Dan setelah itu, Putra maupun kedua orangtua dan adiknya tidak menyadari bahwa itu adalah pertemuan terakhir mereka, lewat sebuah boneka teddy yang tertinggal di sofa rumahnya Putra selalu berharap bahwa Yara datang kembali kepadanya.

Kejadian 12 tahun yang lalu itu, masih tersimpan apik dalam memori Putra, kejadian yang selalu sukses membuatnya meneteskan air mata. Ia rindu Yara, ia merasa bersalah dan ia selalu menyalahkan diri sendiri atas kecelakaan yang dialami keluarga yara ketika pulang dari rumahnya hari itu

Harusnya ia tak membentak Yara, harusnya ia membiarkan yara makan eskrim, harusnya ia membiarkan gadis itu batuk dan demam daripada ia harus kehilangan sahabatnya.

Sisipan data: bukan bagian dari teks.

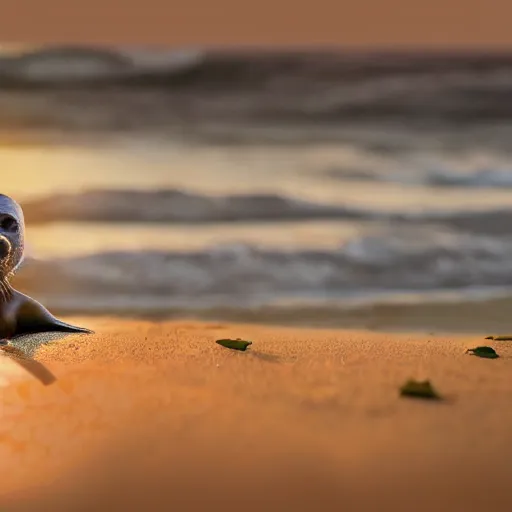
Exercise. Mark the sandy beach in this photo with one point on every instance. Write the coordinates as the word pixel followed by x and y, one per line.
pixel 156 416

Putra menghela nafas pelan, memasukan kembali figuran itu kedalam kotak biru laut dengan aksen bintang –sesuatu yang sangat disukai Yara. Boneka teddy yang sudah usang serta sebuah kalung khas perempuan –yang dulu ia tolak mentah-mentah– juga tersimpan apik ditempat yang sama.

Dan lagi, kenapa sekarang ia malah teringat Naya? Gadis pertama yang menolaknya bahkan sebelum ia menyampaikan ketertarikannya. Dan hazel itu, kenapa dengan menatap mata itu ia malah teringat Yara?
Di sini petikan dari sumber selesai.